As part of the ongoing collaboration between the University of Maryland Libraries and MITH, the Libraries have allocated a portion of collections funds to expand the number of books related to the digital humanities available to our community. Kelsey Corlett-Rivera, Librarian for the School of Languages, Literatures, and Culture, has served as liaison to MITH and has worked with our staff to develop and build these collections, which have grown by almost 50 titles over the last two years.
Most of these books (as well as others related to digital humanities) can be seen through the WorldCat portal at the link for the list Digital Humanities at the UMD Libraries. Here are some highlights that you’ll find in the collection:
The emergence of the digital humanities by Steven E. Jones
(New York : Routledge, 2014)
“The Emergence of the Digital Humanities provocatively maps the larger trajectory of digital humanities research and more recent kinds of new digital humanities work. Jones maps the ‘eversion’ that characterizes our everyday lives, exploring the metaphorical and material implications of the networks that surround us. His book brings new insights about the networks that make up our culture, our commerce, and our creativity.” -Danny Anderson, Dean, College of Liberal Arts and Sciences, University of Kansas.
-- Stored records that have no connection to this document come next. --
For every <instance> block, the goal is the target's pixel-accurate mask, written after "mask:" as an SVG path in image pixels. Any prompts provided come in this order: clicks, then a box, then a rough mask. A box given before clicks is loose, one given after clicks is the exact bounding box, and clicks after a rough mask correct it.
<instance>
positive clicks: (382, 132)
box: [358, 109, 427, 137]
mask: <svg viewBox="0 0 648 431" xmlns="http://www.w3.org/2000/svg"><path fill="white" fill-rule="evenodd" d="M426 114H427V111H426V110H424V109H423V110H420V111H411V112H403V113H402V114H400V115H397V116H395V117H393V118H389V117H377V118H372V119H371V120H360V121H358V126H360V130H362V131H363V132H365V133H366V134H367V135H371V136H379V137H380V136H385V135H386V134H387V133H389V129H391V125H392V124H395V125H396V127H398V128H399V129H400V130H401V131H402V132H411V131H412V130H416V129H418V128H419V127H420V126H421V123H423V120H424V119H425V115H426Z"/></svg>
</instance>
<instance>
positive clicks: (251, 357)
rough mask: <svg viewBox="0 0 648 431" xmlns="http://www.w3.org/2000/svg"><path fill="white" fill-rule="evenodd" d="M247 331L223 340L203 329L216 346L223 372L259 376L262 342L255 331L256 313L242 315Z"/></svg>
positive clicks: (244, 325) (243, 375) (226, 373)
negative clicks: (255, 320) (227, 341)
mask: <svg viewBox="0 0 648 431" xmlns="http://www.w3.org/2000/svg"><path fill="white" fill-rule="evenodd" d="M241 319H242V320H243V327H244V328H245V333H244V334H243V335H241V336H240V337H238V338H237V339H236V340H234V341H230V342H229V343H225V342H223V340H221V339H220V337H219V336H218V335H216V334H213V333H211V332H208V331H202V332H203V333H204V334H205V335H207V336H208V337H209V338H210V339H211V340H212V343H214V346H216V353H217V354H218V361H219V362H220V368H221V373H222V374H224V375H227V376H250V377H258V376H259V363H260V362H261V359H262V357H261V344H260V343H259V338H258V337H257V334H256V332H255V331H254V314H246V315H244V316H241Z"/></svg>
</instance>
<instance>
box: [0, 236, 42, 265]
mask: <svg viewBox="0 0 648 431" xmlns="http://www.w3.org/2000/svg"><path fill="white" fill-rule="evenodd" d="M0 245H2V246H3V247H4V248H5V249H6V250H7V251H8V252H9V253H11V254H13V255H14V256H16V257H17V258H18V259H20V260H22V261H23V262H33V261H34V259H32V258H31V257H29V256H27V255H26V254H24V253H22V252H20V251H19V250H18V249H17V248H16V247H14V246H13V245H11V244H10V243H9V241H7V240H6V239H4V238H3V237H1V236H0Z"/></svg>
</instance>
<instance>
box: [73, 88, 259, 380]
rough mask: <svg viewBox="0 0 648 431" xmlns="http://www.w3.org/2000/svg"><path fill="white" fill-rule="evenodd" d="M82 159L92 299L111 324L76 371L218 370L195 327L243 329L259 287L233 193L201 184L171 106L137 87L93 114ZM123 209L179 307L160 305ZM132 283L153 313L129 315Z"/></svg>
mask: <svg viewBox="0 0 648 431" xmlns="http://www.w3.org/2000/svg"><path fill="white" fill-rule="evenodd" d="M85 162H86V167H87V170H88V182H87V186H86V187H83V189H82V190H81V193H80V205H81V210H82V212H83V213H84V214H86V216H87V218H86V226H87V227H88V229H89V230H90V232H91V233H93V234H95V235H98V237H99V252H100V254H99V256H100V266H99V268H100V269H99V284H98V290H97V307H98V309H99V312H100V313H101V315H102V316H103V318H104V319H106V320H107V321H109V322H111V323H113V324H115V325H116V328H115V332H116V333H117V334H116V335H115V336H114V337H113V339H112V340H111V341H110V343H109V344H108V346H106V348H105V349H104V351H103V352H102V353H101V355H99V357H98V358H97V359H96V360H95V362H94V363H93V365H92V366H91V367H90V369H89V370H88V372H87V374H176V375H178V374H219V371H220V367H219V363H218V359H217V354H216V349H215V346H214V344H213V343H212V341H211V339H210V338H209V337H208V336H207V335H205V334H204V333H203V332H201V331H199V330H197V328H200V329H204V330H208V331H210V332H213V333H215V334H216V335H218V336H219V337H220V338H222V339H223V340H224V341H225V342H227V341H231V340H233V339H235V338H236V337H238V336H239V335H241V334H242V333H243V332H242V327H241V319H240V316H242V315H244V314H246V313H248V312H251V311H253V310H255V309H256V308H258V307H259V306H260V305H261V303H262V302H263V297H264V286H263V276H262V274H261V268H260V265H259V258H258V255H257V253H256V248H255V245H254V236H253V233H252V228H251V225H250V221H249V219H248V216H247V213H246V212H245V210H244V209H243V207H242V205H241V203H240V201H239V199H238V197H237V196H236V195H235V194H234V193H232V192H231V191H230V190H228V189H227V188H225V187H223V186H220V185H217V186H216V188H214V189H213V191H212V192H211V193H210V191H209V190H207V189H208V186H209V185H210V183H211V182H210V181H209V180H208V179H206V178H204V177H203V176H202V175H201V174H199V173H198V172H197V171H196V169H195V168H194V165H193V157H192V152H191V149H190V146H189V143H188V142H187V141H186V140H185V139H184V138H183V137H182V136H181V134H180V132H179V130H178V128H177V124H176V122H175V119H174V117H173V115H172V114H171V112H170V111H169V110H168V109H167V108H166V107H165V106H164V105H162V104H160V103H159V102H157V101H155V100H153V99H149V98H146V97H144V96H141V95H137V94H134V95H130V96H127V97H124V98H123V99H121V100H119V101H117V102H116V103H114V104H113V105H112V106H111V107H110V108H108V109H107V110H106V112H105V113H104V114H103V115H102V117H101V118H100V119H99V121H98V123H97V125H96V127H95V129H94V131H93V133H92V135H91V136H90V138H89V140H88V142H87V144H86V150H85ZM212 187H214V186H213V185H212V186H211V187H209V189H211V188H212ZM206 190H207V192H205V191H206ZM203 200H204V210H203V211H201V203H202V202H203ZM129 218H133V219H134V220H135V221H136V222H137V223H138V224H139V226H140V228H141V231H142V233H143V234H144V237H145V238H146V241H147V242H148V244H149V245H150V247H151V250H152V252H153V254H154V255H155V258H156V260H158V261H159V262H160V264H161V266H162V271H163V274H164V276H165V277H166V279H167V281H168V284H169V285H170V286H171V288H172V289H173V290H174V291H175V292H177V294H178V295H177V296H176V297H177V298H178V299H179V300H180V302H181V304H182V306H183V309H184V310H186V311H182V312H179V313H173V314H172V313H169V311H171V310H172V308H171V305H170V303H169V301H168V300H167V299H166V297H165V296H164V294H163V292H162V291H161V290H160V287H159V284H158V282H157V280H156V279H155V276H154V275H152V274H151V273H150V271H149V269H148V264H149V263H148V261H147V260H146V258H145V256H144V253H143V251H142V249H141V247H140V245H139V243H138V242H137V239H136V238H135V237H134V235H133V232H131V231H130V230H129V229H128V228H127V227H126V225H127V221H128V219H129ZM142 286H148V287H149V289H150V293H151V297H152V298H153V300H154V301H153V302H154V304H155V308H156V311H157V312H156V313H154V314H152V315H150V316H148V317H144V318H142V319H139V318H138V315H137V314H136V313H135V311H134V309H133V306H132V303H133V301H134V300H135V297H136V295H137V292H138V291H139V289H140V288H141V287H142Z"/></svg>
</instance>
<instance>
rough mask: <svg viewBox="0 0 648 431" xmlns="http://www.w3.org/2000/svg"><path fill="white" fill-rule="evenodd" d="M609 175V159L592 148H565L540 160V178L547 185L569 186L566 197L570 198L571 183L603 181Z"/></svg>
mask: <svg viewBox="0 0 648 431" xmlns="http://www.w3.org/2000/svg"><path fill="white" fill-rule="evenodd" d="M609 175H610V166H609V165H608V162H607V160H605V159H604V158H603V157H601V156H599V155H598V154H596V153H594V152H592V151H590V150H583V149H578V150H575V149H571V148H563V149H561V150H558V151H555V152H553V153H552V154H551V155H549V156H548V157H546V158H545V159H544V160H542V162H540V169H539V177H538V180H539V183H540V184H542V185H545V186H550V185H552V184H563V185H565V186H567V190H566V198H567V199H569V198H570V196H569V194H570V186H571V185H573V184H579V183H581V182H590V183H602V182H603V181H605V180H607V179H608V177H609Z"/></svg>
Paper knowledge : toward a media history of documents by Lisa Gitelman
(Durham : Duke University Press, 2014)
A book about the mundane: the library card, the promissory note, the movie ticket, the PDF (Portable Document Format). Whether examining late-nineteenth-century commercial, or “job” printing, or the Xerox machine and the role of reproduction in our understanding of the document, it reveals a keen eye for vernacular uses of technology.
Oral literature in the digital age : archiving orality and connecting with communities edited by Mark Turin, Claire Wheeler and Eleanor Wilkinson
(Cambridge, England : Open Book Publishers, 2013)
Thanks to ever-greater digital connectivity, interest in oral traditions has grown beyond that of researcher and research subject to include a widening pool of global users. When new publics consume, manipulate and connect with field recordings and digital cultural archives, their involvement raises important practical and ethical questions. This volume explores the political repercussions of studying marginalised languages; the role of online tools in ensuring responsible access to sensitive cultural materials; and ways of ensuring that when digital documents are created, they are not fossilized as a consequence of being archived. Fieldwork reports by linguists and anthropologists in three continents provide concrete examples of overcoming barriers-ethical, practical and conceptual-in digital documentation projects. Oral Literature in the Digital Age is an essential guide and handbook for ethnographers, field linguists, community activists, curators, archivists, librarians, and all who connect with indigenous communities in order to document and preserve oral traditions.
Debates in the digital humanities edited by Matthew K. Gold
(Minneapolis : University of Minnesota Press, c2012)
Clearly the digital humanities has reached a significant moment in its brief history. But what sort of moment is it? Debates in the Digital Humanities brings together leading figures in the field to explore its theories, methods, and practices and to clarify its multiple possibilities and tensions. From defining what a digital humanist is and determining whether the field has (or needs) theoretical grounding, to discussions of coding as scholarship and trends in data-driven research, this cutting-edge volume delineates the current state of the digital humanities and envisions potential futures and challenges. At the same time, several essays aim pointed critiques at the field for its lack of attention to race, gender, class, and sexuality; the inadequate level of diversity among its practitioners; its absence of political commitment; and its preference for research over teaching.
Digital libraries and the challenges of digital humanities by Jeffrey A Rydberg-Cox
(Oxford : Chandos, 2006)
One of the major challenges facing librarians and curators of digital repositories are the innovative ‘born digital’ documents created by scholars in the humanities. These documents range from the parsed corpora created by linguists to traditional reference information presented in electronic databases, to rich, multi-media hypertexts combining audio, still and moving video and text, and many other sorts of material. Too often, librarians think of electronic resources solely as providing access to subscription databases. This book encourages librarians to think holistically of the life cycle of electronic resources from new items being created at their institution, to end-user access, to long term preservation of digital resources.
Thanks to Kelsey Corlett-Rivera and the University Libraries for enhancing access to research resources for digital humanities at Maryland.